# week 2, session 2
# Decision theory

We assume the following imports

In [None]:
import math
import numpy as np
import seaborn as sns;
import matplotlib.pyplot as plt
from scipy.stats import norm
from scipy import special
from sklearn.metrics import confusion_matrix
from ipywidgets import interact,FloatSlider

# 1) Bayes' Theorem

Recall, that for real variables $x$ and labels $C_k = 1,...c$, Bayes' theorem gives:

$P(C_k|x) = \dfrac{p(x|C_k)P(C_k)}{p(x)}  = \dfrac{p(x|C_k)P(C_k)}{\sum_j p(x|C_j)P(C_j)}$

In this exercise session we will illustrate Bayes' theorem, by letting the class-conditional distributions be three normals with individual parameter sets. 

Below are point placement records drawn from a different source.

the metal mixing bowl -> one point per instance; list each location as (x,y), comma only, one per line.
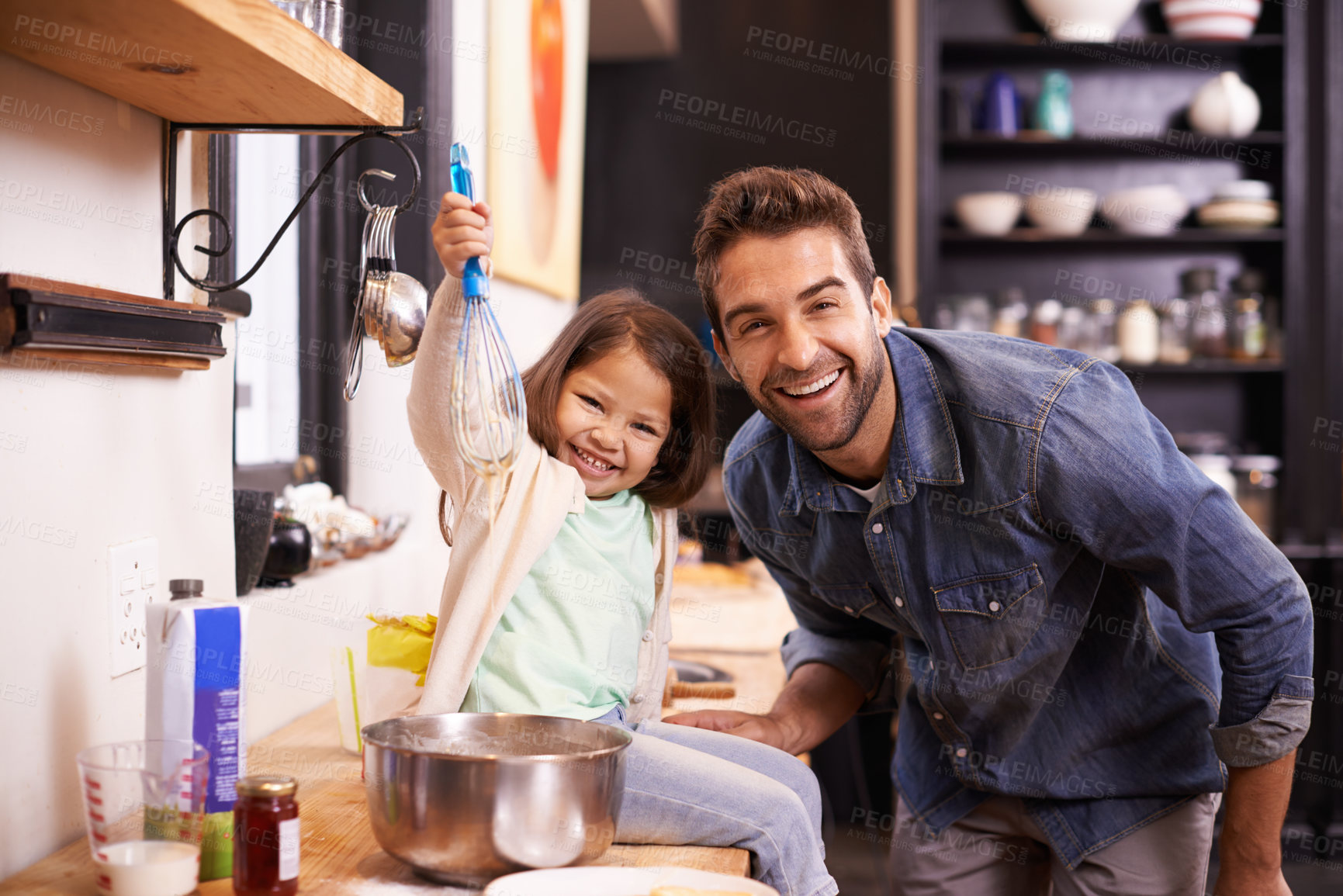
(466,797)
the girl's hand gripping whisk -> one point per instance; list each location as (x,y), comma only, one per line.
(488,410)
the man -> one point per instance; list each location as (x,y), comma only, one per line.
(1087,622)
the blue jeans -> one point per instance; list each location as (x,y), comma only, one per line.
(688,786)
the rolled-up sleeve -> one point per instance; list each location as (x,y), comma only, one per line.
(1107,466)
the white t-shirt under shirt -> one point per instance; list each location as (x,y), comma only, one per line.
(869,495)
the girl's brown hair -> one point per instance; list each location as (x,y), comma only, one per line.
(618,320)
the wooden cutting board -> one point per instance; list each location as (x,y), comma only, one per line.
(339,855)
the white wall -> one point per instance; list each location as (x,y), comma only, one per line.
(89,457)
(95,455)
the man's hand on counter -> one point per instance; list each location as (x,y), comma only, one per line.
(812,707)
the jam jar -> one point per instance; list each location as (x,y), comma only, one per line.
(266,835)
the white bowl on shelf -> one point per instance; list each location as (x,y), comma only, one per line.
(1146,211)
(1251,190)
(1061,211)
(1244,214)
(1212,19)
(992,214)
(1225,106)
(1082,20)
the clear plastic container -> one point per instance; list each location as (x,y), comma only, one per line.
(1103,336)
(1138,334)
(1175,334)
(1210,325)
(1256,490)
(1249,328)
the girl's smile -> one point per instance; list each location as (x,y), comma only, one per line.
(613,418)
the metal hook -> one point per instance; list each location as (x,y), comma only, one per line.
(363,200)
(214,286)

We define three univariate normal distributions $p_1, p_2, p_3$ to represent the three possible classes
 $C_1,C_2$ and $C_3$. The prior probabilities of the three classes are given by $P(C_1) = 0.4, P(C_2) = 0.3, P(C_3) = 0.3$. The distributions have different mean $\mu_1 = -2, \mu_2 = 0, \mu_3 = 2$ while same variance $\sigma^2_1 = \sigma^2_2 = \sigma^2_3 = 1$.
 
 ### Questions
 
 
$\star$ Plot the three class conditional density functions $P(x|C_1)$, $P(x|C_2)$ and $P(x|C_3)$ in the same figure, in the interval $-10 \leq x \leq 10$.
 
$\star$ Compute and plot the resulting density $p(x)$.

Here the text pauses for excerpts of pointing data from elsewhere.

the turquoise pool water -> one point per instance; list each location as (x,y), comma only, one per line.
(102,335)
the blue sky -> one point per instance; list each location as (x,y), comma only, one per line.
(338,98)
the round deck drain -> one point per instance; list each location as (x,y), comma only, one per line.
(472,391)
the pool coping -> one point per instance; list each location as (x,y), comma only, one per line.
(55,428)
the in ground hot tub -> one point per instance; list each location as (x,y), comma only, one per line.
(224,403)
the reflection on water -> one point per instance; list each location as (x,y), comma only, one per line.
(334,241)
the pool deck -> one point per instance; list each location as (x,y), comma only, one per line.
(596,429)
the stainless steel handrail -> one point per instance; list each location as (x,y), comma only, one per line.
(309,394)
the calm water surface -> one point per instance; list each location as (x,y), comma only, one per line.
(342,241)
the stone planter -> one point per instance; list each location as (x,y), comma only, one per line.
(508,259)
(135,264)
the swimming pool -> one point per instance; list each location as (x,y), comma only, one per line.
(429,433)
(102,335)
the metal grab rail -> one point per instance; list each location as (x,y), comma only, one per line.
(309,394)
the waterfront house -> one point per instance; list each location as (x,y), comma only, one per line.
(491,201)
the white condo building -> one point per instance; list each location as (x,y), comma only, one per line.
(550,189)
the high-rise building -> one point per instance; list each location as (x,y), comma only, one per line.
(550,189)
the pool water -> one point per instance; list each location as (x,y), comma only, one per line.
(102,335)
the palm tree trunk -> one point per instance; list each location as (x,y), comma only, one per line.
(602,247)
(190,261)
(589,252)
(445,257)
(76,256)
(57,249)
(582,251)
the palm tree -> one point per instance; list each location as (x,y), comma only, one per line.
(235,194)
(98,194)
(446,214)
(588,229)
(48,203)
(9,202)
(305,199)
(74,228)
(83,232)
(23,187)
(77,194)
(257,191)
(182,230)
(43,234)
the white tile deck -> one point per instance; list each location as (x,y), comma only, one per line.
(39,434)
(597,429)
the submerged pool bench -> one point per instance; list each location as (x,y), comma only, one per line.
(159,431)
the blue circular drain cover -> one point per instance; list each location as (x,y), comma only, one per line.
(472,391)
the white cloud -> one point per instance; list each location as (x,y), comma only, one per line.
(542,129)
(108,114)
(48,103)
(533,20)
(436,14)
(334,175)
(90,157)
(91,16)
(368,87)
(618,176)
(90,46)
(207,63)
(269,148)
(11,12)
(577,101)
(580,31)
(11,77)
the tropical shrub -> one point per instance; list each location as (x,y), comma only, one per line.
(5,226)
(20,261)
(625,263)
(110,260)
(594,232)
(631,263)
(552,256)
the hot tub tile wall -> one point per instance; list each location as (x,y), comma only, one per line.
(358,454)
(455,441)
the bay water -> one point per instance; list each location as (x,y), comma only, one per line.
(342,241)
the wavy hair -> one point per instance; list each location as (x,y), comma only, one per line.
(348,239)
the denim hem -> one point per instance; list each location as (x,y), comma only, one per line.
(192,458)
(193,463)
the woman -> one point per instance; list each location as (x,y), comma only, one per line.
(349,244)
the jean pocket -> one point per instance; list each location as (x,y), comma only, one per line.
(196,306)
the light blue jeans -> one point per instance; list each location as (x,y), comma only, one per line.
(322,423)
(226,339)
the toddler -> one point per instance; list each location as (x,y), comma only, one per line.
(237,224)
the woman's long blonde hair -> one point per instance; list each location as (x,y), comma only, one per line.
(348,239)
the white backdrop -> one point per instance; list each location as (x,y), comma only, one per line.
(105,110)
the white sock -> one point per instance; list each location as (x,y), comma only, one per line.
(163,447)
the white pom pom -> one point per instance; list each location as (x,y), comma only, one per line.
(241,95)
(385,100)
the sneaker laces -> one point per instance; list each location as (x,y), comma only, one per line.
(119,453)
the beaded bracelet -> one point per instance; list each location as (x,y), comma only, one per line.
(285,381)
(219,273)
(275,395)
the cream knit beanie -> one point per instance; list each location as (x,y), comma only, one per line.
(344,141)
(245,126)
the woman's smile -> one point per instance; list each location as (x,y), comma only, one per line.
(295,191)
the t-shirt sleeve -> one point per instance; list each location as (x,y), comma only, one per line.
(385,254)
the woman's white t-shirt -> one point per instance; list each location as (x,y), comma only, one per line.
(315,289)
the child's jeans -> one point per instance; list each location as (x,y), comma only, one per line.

$\star$ Compute and plot the posterior probabilities $P(C_1|x), P(C_2|x), P(C_3|x)$ in the same figure.

### Hints

$\bullet$ You can use the scipy.stats function norm.pdf to get the value of the normal probability density function in $x$ as:

    px = norm.pdf(x,mean,sigma)
    
$\bullet$ $p(x)$ can be computed using the law of total probability.


In [None]:
#Plot densities P(x|c)

#compute and plot the density p(x)

#compute and plot posterior P(C|x)

# 2) Simulate samples from the class conditional distribution

In this exercise you will write a simulator that randomly draw samples from multiple normal distributions. We still consider the same three-class situation (with the same means, variances and priors as in the previous exercise).

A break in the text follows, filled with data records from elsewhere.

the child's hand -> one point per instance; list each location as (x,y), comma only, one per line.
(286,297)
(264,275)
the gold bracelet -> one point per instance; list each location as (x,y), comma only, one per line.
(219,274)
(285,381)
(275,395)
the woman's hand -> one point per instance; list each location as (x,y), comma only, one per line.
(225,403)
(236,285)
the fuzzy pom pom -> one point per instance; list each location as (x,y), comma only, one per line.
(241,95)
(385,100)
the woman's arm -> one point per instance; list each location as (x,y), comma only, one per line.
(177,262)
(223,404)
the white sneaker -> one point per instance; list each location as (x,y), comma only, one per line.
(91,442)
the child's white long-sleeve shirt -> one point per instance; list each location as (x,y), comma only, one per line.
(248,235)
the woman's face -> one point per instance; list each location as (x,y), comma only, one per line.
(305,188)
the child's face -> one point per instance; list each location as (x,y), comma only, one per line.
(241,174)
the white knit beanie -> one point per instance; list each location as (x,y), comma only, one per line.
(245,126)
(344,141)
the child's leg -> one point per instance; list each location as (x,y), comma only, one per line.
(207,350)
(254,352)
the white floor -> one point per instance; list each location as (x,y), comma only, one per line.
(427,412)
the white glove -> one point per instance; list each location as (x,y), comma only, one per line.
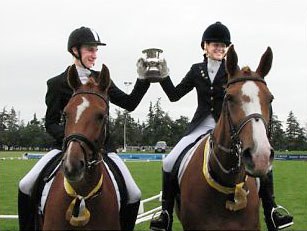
(164,71)
(141,68)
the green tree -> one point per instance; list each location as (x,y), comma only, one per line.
(278,136)
(296,139)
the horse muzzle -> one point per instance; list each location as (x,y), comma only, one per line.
(74,164)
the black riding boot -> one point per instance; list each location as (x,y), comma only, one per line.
(128,216)
(276,217)
(165,220)
(25,212)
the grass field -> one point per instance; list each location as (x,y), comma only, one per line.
(290,186)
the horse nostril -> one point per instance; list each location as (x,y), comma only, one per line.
(82,164)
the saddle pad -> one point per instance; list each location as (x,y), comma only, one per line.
(47,187)
(186,159)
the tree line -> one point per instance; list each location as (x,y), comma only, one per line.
(158,126)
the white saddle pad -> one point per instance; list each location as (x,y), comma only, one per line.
(47,186)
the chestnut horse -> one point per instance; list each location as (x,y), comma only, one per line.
(82,195)
(217,189)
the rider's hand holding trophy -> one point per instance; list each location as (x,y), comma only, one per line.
(152,67)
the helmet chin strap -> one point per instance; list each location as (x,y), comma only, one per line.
(80,58)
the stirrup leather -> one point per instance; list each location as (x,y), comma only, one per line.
(161,214)
(284,210)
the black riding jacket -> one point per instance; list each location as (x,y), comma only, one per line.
(209,95)
(59,93)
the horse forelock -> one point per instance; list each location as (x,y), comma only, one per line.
(246,71)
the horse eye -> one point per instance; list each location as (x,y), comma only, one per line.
(100,116)
(228,97)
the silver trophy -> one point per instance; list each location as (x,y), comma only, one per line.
(152,61)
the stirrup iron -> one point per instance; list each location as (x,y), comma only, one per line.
(284,210)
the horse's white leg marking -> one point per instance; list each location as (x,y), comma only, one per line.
(68,165)
(81,108)
(251,90)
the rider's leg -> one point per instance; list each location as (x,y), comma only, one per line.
(128,212)
(25,208)
(274,219)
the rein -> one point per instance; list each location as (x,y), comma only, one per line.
(95,146)
(235,148)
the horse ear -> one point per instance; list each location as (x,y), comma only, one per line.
(104,78)
(73,78)
(265,63)
(231,61)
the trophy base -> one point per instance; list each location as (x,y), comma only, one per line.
(153,76)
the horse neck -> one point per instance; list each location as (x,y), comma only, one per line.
(221,136)
(89,181)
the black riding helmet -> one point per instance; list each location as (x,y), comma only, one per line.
(82,36)
(216,32)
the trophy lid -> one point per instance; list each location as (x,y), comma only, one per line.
(152,52)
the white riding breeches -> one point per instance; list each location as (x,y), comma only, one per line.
(27,182)
(169,161)
(134,193)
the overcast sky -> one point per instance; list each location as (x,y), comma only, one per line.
(34,38)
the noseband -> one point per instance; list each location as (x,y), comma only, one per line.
(94,146)
(236,144)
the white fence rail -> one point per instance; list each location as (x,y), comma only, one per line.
(142,215)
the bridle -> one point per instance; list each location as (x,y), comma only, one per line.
(95,146)
(235,148)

Sampling from the class conditional distribution $p(x)$ can be simulated by a generative process with two steps:

- First: The class of the sample is determined randomly based on the prior probability for each class. 
- Second: The value of the sample is determined by a random draw from the normal distribution associated with the selected sample class.

### Questions
$\star$ Define a function to draw samples from the class conditional distribution, simulating the generative process. The function must return two values, the sample-class and the sample-value. 

$\star$ Draw 100,000 samples using the function and plot the histogram of the sample values in the same plot as the density $p(x)$.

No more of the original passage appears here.